Quand les Etats s’endettent

7 min

L'endettement des Etats est ancien et a porté le développement des marchés financiers. Leur part croissante dans ce financement n'est pourtant pas sans risques, comme les crises grecque et irlandaise l'ont montré en Europe.

Les Etats sont-ils les otages des marchés financiers ? Après s’être beaucoup endettés pour venir au secours des banques et pour tenter de limiter les effets d’une récession sans précédent depuis celle des années 1930, les Etats se retrouvent aujourd’hui sous l’oeil suspicieux de leurs créanciers.
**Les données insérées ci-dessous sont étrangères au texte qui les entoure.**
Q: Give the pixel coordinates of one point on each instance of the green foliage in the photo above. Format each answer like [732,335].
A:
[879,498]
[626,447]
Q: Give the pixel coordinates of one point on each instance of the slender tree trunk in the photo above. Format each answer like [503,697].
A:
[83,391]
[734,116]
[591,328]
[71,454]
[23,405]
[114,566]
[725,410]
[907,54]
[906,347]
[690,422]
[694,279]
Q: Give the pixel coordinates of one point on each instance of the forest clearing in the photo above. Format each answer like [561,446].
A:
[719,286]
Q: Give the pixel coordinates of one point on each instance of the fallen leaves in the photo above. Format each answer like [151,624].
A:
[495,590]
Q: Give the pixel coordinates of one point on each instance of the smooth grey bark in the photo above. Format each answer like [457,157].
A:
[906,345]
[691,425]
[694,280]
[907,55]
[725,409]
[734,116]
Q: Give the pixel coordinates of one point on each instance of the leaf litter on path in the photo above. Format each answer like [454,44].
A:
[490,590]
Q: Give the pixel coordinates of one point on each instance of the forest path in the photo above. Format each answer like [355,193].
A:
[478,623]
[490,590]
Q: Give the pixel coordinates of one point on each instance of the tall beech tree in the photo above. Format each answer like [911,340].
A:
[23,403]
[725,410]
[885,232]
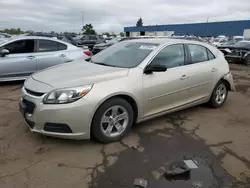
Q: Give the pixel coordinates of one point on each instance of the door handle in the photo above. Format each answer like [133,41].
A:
[213,70]
[184,77]
[30,57]
[62,55]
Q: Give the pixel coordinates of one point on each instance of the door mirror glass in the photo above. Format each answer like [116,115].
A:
[4,52]
[155,68]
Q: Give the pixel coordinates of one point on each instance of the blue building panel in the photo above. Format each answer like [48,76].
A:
[228,28]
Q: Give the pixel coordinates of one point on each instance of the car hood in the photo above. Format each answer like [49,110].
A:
[103,45]
[75,74]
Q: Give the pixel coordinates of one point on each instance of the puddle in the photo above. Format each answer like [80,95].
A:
[158,151]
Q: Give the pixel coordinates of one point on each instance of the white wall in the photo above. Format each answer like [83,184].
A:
[134,34]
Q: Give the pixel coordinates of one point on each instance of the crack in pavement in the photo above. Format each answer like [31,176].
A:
[18,172]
De peur de subir le sort de la Grèce ou de l’Irlande et de perdre la sacro-sainte confiance des marchés, tous les Etats de la zone euro prennent le chemin de l’austérité, malgré une reprise chancelante. Faut-il faire payer le contribuable pour rassurer le créancier ? Cette histoire immorale n’est malheureusement pas nouvelle.

Une longue histoire

L’Etat a presque toujours cherché à emprunter pour accroître ses ressources, mais l’organisation du rapport entre l’Etat et ses créanciers a pris dans l’histoire différentes formes (voir page 14). C’est l’Angleterre du XVIIIe siècle qui initie la gestion moderne et financiarisée de la dette publique. Le système mis en place, sous le contrôle du Parlement, apporte suffisamment de garanties aux créanciers pour que la Couronne puisse s’endetter massivement, à des taux en baisse. Certains historiens voient là l’une des origines de la révolution industrielle anglaise : les emprunteurs privés ont ainsi bénéficié d’un marché financier déjà développé et de taux bas.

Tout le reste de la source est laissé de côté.